En 2023, une pétition intitulée Légitime défense des policiers a été lancée en France. Elle a recueilli 730 000 signatures, un nombre exceptionnellement élevé pour ce type d'initiative. Cette pétition a été portée par des syndicats de policiers, notamment le Syndicat des commissaires de police (SCP) et le Syndicat national des policiers en tenue (SNPT), qui représentent une partie des forces de l'ordre. L'objectif affiché était de demander une modification de la loi sur la légitime défense des policiers, afin de faciliter leur recours à la force en cas d'agression. La pétition s'inscrit dans un contexte de tensions croissantes entre les forces de l'ordre et une partie de la population, ainsi que dans un débat public sur la sécurité et les moyens donnés aux policiers.
Malgré le nombre élevé de signatures, la pétition n'a pas abouti à un changement législatif. L'Assemblée nationale, dominée à l'époque par une majorité présidentielle, a choisi de ne pas examiner le texte proposé. Cette décision a été prise en mars 2024, lors de la séance plénière. Les députés ont considéré que la proposition de loi, déposée par des députés de l'opposition, ne répondait pas aux critères nécessaires pour être inscrite à l'ordre du jour. Cette situation a suscité des critiques de la part des syndicats policiers, qui y voient une forme de mépris pour les préoccupations exprimées par les signataires. L'Assemblée nationale a justifié son choix par le fait que la légitime défense des policiers était déjà encadrée par la loi, et qu'aucune modification n'était nécessaire.
La légitime défense est un principe juridique qui permet à une personne de se défendre ou de défendre autrui en cas d'agression, sans être poursuivie pour ses actes. Pour les policiers, ce principe est encadré par l'article 122-5 du Code pénal, qui précise les conditions dans lesquelles ils peuvent utiliser la force. Les syndicats policiers estiment que ce cadre est trop restrictif, notamment face à des situations où les agents se sentent en danger immédiat. Ils demandent une clarification ou un élargissement de ces conditions, afin de mieux protéger les forces de l'ordre. Ce débat s'inscrit dans un contexte plus large sur la sécurité en France, où les agressions contre les policiers ont augmenté ces dernières années, avec plus de 30 000 agressions enregistrées en 2022, selon les chiffres du ministère de l'Intérieur.

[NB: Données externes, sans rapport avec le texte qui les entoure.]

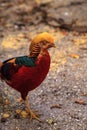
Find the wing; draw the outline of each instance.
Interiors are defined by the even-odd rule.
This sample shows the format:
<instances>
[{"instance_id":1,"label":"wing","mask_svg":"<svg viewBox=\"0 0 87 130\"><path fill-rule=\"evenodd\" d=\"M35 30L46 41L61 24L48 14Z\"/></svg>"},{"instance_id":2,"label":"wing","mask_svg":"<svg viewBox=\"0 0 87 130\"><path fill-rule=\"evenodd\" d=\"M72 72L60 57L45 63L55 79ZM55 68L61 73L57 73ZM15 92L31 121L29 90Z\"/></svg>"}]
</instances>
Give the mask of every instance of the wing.
<instances>
[{"instance_id":1,"label":"wing","mask_svg":"<svg viewBox=\"0 0 87 130\"><path fill-rule=\"evenodd\" d=\"M12 76L18 72L22 66L34 67L36 65L35 57L21 56L5 60L0 73L2 79L11 80Z\"/></svg>"}]
</instances>

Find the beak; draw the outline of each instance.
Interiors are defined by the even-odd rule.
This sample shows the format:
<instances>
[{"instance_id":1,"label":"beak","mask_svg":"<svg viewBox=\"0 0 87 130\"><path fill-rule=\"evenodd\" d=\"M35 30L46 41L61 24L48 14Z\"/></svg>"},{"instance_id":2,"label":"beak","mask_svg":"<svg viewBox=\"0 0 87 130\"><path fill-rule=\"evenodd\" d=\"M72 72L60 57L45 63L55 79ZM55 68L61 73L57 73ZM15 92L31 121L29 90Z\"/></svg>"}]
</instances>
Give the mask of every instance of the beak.
<instances>
[{"instance_id":1,"label":"beak","mask_svg":"<svg viewBox=\"0 0 87 130\"><path fill-rule=\"evenodd\" d=\"M56 46L55 46L55 44L54 44L54 43L52 44L52 46L51 46L51 47L54 47L54 48L56 48Z\"/></svg>"}]
</instances>

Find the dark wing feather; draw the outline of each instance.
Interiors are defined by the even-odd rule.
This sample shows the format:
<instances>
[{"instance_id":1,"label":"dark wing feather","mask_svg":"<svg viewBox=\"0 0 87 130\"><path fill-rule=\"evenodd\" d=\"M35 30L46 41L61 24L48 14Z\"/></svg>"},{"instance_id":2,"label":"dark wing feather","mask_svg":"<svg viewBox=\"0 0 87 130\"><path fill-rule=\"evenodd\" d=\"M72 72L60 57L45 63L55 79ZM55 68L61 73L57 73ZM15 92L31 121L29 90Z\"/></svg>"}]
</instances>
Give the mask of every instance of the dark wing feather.
<instances>
[{"instance_id":1,"label":"dark wing feather","mask_svg":"<svg viewBox=\"0 0 87 130\"><path fill-rule=\"evenodd\" d=\"M11 63L10 61L15 59L15 63ZM3 65L1 67L0 73L1 78L6 80L11 80L11 77L18 72L19 68L22 66L27 67L34 67L36 65L36 58L35 57L27 57L27 56L21 56L21 57L14 57L10 58L8 60L5 60L3 62Z\"/></svg>"}]
</instances>

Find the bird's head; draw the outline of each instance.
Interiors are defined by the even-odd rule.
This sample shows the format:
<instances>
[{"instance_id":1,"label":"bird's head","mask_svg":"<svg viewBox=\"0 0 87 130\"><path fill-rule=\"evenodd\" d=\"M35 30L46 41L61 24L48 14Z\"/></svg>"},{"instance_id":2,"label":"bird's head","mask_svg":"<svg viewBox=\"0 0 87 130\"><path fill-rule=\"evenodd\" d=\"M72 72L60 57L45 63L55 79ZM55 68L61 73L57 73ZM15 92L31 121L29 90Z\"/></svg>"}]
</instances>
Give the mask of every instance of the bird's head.
<instances>
[{"instance_id":1,"label":"bird's head","mask_svg":"<svg viewBox=\"0 0 87 130\"><path fill-rule=\"evenodd\" d=\"M54 38L47 32L38 34L31 42L30 56L44 55L51 47L55 47Z\"/></svg>"}]
</instances>

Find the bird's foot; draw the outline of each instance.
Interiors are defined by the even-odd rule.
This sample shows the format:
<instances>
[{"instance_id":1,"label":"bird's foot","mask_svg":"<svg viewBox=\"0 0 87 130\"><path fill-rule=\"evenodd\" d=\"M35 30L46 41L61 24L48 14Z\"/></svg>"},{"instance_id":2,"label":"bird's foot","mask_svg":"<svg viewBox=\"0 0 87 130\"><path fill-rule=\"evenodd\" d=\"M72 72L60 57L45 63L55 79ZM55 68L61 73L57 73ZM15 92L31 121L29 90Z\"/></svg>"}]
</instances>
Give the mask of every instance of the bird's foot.
<instances>
[{"instance_id":1,"label":"bird's foot","mask_svg":"<svg viewBox=\"0 0 87 130\"><path fill-rule=\"evenodd\" d=\"M29 115L30 115L30 120L32 120L32 119L34 118L34 119L36 119L36 120L38 120L38 121L41 122L41 120L39 119L39 114L36 114L36 113L33 112L32 110L28 110L28 109L27 109L27 112L28 112Z\"/></svg>"}]
</instances>

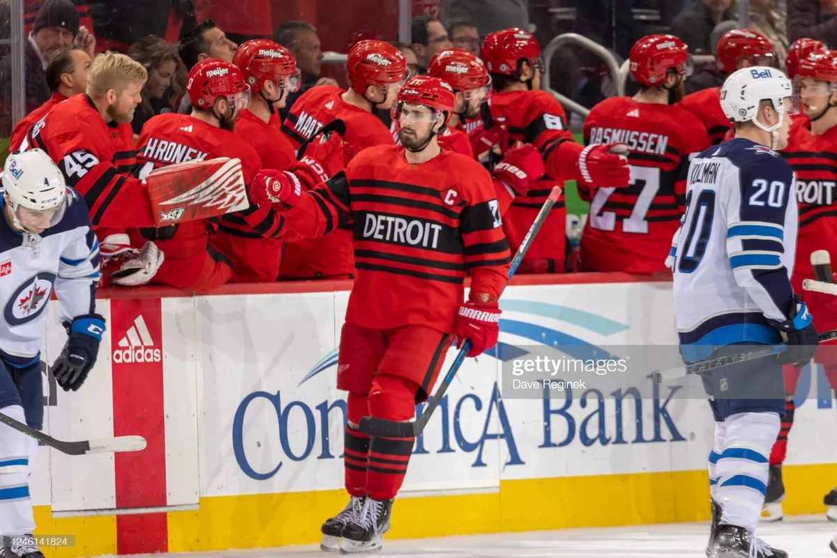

Le gouvernement français, par la voix du ministre de l'Intérieur, a réaffirmé son soutien aux policiers tout en rappelant que la légitime défense était déjà bien encadrée. Il a souligné que les policiers disposaient déjà de moyens juridiques pour se protéger, et que toute modification devait être étudiée avec prudence pour éviter des dérives. Les associations de défense des droits humains, comme la Ligue des droits de l'Homme (LDH), s'opposent à toute modification de la légitime défense, craignant qu'un assouplissement ne conduise à des abus ou à une augmentation des violences policières. Ce clivage illustre les tensions entre la protection des forces de l'ordre et le respect des libertés individuelles.
L'échec de la pétition à faire évoluer la loi a mis en lumière les divisions politiques autour de la question de la sécurité. Les partis d'opposition, notamment ceux de droite et d'extrême droite, ont soutenu la pétition et critiqué la majorité présidentielle pour son inaction. À l'inverse, la majorité a défendu sa position en insistant sur l'équilibre déjà existant entre sécurité et libertés. Ce débat a également révélé un fossé entre les attentes des policiers et les priorités des institutions, certains syndicats appelant à des actions plus radicales, comme des grèves ou des manifestations, pour faire entendre leur voix. La question reste donc un sujet de tension dans le paysage politique français.